Saltaron rayos en todas direcciones, y el archimago intentó no mirar cómo las gentes agonizantes se revolvían víctimas de sus ávidas oleadas. Un encadenamiento de rayos es algo terrible incluso cuando no está aumentado; pero, con la participación del medallón, se convertía en...

Suspiró y se incorporó mientras los últimos alaridos se apagaban; vio que los supervivientes se alejaban corriendo a campo traviesa. Lo mejor sería que él también saliera corriendo, antes de que algún idiota sediento de sangre volviera a reorganizarlos o las personas que quedaban allí y que sólo estaban aturdidas y convulsionadas se recuperaran lo suficiente para buscar venganza.

El olor a carne asada era muy fuerte; había cuerpos amontonados por todas partes. Tenthar sintió náuseas pero, aun así, consiguió echar a correr. Ni siquiera vio la pica que le arrojaron desde el balcón, y que erró por mucha distancia el tiro para ir a clavarse, estremecida, en el polvo.

Un cuerpo ennegrecido se levantó de entre los muertos y la liberó.

—Lo que más me molesta de estos jueguecitos —comentó mirando al vacío— es el coste. ¿Cuántas vidas se apagarán, esta vez, antes de que esto acabe?

Otro cuerpo ennegrecido se levantó, se encogió de hombros, tocó la pica, y dijo con tristeza:

—Siempre hay un precio.
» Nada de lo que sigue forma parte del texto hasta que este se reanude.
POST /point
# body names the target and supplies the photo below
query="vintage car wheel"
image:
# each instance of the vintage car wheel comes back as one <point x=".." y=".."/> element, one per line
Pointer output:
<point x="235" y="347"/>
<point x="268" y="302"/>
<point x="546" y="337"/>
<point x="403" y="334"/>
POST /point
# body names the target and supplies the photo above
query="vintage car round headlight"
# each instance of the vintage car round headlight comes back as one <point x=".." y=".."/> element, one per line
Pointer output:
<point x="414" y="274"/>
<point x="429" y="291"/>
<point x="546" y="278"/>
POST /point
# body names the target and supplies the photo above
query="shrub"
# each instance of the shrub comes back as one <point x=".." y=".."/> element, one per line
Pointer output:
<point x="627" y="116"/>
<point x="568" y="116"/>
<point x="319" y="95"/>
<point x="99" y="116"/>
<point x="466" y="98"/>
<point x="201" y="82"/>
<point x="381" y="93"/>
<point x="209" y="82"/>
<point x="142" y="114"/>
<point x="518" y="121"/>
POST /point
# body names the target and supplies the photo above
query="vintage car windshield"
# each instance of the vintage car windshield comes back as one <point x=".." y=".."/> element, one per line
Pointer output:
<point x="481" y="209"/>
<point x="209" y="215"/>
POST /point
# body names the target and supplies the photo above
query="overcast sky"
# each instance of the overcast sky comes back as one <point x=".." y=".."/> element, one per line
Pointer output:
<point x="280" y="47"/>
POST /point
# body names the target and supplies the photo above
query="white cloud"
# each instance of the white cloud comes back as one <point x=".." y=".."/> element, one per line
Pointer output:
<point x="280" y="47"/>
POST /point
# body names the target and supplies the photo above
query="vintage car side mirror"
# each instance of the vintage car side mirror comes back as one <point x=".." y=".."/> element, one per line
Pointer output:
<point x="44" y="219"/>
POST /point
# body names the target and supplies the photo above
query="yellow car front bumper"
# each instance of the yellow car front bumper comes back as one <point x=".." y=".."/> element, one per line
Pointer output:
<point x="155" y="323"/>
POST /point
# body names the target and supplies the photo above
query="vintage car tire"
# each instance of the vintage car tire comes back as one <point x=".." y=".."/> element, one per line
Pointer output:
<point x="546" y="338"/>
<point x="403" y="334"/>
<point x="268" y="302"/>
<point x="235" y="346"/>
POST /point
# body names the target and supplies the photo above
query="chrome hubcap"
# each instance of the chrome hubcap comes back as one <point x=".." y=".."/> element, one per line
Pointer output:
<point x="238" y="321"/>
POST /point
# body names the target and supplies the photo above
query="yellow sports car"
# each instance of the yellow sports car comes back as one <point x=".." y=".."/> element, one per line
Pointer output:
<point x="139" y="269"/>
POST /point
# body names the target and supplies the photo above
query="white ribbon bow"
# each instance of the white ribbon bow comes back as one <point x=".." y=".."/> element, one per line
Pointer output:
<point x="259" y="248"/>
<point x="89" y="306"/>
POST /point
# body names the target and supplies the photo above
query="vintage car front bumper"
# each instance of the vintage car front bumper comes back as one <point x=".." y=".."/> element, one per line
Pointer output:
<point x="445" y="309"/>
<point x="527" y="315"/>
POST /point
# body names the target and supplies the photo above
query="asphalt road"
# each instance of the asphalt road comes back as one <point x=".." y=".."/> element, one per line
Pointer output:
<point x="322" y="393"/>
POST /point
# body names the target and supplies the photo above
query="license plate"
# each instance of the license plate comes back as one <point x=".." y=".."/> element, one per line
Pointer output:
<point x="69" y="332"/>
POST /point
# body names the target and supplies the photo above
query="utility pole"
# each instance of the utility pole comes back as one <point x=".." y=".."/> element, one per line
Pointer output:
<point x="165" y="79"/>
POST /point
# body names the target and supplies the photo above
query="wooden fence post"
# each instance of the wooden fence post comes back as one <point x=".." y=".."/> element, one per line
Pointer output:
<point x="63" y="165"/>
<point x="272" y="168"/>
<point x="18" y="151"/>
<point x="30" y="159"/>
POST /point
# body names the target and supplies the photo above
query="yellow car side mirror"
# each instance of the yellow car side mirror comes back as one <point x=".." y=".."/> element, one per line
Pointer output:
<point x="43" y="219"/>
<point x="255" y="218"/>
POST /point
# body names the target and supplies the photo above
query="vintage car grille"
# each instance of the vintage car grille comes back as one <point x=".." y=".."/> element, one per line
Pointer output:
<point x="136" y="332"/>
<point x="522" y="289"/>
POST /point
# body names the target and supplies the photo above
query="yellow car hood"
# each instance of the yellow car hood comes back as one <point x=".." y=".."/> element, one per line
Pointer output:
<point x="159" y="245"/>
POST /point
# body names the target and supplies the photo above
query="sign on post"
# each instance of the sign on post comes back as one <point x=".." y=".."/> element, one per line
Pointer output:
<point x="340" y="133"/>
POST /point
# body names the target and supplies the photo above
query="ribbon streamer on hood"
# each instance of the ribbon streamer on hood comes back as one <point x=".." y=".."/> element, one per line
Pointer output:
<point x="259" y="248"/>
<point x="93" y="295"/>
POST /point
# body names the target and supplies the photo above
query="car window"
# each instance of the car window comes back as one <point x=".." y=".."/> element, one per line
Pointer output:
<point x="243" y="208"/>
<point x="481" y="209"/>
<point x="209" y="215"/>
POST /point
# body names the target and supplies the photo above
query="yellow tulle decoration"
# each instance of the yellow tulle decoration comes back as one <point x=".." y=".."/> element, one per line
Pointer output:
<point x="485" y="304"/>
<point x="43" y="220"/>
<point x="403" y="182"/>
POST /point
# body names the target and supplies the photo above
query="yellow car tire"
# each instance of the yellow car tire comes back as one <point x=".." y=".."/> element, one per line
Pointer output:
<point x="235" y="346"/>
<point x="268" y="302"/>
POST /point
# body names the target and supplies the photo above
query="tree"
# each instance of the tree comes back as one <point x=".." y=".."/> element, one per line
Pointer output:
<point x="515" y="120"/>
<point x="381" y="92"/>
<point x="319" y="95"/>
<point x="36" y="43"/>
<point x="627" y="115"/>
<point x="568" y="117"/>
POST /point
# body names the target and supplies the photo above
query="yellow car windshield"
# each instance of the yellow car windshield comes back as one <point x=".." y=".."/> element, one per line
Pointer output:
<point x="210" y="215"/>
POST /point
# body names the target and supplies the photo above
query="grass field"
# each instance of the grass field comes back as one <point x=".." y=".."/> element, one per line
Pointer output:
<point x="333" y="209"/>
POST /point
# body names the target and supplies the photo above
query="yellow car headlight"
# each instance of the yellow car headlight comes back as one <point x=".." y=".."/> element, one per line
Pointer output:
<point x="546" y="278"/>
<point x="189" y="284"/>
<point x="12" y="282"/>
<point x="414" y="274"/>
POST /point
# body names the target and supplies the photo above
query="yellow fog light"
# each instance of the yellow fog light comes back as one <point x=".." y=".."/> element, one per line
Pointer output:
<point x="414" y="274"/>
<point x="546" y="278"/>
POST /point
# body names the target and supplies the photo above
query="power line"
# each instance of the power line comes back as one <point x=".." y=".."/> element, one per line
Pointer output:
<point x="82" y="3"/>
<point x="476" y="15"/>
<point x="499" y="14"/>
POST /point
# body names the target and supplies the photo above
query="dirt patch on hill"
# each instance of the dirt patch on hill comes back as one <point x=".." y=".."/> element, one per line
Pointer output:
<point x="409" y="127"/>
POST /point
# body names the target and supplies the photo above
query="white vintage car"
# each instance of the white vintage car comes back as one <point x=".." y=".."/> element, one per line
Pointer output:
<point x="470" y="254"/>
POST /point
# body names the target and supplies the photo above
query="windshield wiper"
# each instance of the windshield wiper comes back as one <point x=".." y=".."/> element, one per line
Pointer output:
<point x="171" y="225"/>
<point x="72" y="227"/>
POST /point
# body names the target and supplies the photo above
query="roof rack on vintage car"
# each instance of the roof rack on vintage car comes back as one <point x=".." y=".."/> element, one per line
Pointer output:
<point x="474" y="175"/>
Todo nuestro poder, y no podemos cambiar eso.

Brillaron dos resplandores en el aire... y los dos cuerpos ennegrecidos desaparecieron; también la pica se desvaneció al cabo de un instante.

—¿Es que hay archimagos bajo cada piedra ahí afuera? ¿O qué malditos dioses danzantes eran ésos? —vociferó el guarda que había arrojado el arma, con más miedo que cólera en la voz.
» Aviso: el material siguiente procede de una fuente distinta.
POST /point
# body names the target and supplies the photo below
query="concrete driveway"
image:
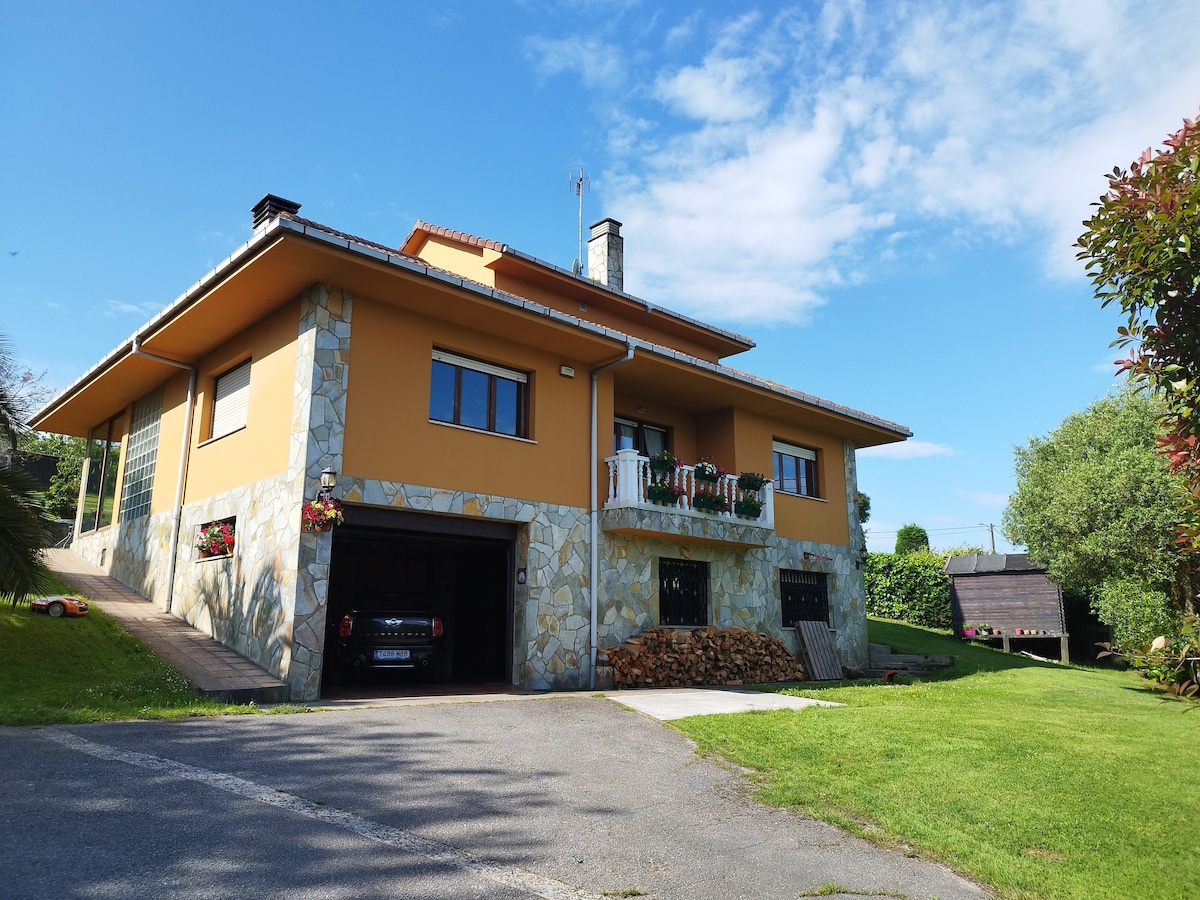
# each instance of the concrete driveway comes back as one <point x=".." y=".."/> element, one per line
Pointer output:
<point x="515" y="798"/>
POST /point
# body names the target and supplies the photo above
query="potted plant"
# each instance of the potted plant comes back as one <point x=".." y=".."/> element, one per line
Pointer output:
<point x="322" y="514"/>
<point x="751" y="481"/>
<point x="709" y="472"/>
<point x="663" y="463"/>
<point x="711" y="502"/>
<point x="664" y="493"/>
<point x="215" y="539"/>
<point x="748" y="507"/>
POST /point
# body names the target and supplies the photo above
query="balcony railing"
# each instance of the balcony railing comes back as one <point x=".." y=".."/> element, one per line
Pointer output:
<point x="629" y="485"/>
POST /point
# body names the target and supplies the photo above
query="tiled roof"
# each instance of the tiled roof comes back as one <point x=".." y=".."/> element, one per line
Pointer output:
<point x="461" y="237"/>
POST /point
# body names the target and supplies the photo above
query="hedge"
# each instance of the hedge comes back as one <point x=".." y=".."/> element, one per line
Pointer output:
<point x="910" y="587"/>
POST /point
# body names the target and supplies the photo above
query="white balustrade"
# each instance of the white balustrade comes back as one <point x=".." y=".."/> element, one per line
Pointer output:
<point x="631" y="475"/>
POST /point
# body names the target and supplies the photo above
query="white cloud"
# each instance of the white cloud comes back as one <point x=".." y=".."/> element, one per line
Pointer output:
<point x="985" y="498"/>
<point x="810" y="137"/>
<point x="117" y="310"/>
<point x="595" y="63"/>
<point x="907" y="450"/>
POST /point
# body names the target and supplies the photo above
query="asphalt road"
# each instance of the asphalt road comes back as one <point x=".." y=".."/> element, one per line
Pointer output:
<point x="516" y="798"/>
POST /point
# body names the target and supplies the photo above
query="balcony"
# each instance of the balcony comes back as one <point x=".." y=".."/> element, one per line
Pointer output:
<point x="702" y="511"/>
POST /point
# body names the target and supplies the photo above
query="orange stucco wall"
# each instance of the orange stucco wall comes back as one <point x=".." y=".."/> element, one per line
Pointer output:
<point x="261" y="449"/>
<point x="822" y="519"/>
<point x="388" y="430"/>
—Mystra y Azuth —musitó el sacerdote situado junto a él. Los guardas se volvieron para mirar a Kadeln... y lanzaron una exclamación de asombro. La pica desaparecida acababa de aparecer entre las estremecidas manos del clérigo, quien los contempló a ambos con ojos llenos de asombro y gimoteó—: Eran Mystra y Azuth. Justo ahí, con los símbolos por los que nos han concedido el modo de identificarlos reluciendo sobre sus cabezas... ¡justo ahí!
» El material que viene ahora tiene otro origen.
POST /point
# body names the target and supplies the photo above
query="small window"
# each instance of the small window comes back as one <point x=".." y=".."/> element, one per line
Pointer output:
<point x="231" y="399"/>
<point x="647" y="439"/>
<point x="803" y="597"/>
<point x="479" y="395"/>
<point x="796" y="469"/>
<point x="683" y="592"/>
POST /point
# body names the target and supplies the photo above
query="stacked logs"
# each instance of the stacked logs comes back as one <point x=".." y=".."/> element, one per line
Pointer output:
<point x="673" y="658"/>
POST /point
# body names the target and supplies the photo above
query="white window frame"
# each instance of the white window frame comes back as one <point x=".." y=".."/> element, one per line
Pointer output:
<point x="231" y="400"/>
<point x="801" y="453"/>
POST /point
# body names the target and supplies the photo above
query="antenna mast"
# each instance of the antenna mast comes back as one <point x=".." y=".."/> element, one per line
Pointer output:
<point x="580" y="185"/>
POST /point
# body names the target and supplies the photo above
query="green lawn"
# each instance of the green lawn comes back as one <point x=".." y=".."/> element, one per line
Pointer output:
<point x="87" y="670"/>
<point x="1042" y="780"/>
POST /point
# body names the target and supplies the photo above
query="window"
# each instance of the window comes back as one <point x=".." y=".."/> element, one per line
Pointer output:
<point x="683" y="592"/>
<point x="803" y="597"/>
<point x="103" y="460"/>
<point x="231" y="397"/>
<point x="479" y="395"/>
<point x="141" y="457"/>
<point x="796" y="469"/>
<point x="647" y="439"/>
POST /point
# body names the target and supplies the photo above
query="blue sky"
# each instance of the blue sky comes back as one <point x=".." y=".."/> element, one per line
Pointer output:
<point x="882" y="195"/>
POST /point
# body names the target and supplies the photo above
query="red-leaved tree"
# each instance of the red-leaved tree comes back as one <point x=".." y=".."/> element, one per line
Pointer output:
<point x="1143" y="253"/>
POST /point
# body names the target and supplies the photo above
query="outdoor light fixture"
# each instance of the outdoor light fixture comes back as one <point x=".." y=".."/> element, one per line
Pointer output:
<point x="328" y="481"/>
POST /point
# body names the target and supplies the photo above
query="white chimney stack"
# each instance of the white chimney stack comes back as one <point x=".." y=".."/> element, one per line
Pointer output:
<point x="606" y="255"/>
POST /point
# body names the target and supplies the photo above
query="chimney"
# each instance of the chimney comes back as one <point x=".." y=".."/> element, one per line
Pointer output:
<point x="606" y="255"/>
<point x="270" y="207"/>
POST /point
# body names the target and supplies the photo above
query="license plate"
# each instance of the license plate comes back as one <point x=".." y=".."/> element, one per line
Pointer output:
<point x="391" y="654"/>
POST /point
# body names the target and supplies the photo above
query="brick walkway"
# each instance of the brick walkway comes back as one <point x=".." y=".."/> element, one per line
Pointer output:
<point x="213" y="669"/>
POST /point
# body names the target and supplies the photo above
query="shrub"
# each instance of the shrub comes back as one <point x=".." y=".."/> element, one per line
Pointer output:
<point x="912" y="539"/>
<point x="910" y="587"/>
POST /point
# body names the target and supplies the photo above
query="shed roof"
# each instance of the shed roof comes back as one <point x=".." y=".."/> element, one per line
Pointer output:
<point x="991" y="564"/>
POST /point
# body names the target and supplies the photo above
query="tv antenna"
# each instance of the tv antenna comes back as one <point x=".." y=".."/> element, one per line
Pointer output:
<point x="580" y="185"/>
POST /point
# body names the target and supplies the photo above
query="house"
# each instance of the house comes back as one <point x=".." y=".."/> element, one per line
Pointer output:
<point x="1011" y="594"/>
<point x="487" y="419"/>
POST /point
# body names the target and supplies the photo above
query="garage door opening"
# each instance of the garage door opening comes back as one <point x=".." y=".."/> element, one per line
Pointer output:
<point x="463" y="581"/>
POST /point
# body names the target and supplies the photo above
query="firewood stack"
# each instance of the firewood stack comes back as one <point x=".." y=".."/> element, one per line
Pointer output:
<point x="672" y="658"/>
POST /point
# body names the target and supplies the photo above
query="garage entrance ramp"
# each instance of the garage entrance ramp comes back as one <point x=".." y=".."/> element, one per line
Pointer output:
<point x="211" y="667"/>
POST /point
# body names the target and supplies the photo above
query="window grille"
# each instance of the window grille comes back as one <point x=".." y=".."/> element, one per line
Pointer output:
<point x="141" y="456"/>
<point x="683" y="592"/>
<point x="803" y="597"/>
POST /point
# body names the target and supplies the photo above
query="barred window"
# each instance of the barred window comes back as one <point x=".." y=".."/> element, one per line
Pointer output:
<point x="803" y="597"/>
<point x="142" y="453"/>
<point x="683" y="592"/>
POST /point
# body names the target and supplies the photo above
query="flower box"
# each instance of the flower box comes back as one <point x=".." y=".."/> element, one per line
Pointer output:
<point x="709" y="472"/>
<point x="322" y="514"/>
Intentó señalar el desorden de cadáveres, pero cambió de idea y eligió desmayarse; algo que hizo muy bien, poniendo los ojos en blanco y doblando el cuerpo al frente. Uno de los guardas lo sujetó a tiempo por la fuerza de la costumbre, y el otro se hizo con el arma.

Si iban a llegar dioses de visita, no quería estar desarmado.

—¡Mystra está muerta! —declaró jubilosa la Dama Tenebrosa—. Sus sacerdotes han descubierto que sus conjuros no son más que cosas sin sustancia, y los magos estudian pero no encuentran poder tras sus palabras. La magia está ahora a nuestras órdenes: ¡nosotros la controlamos!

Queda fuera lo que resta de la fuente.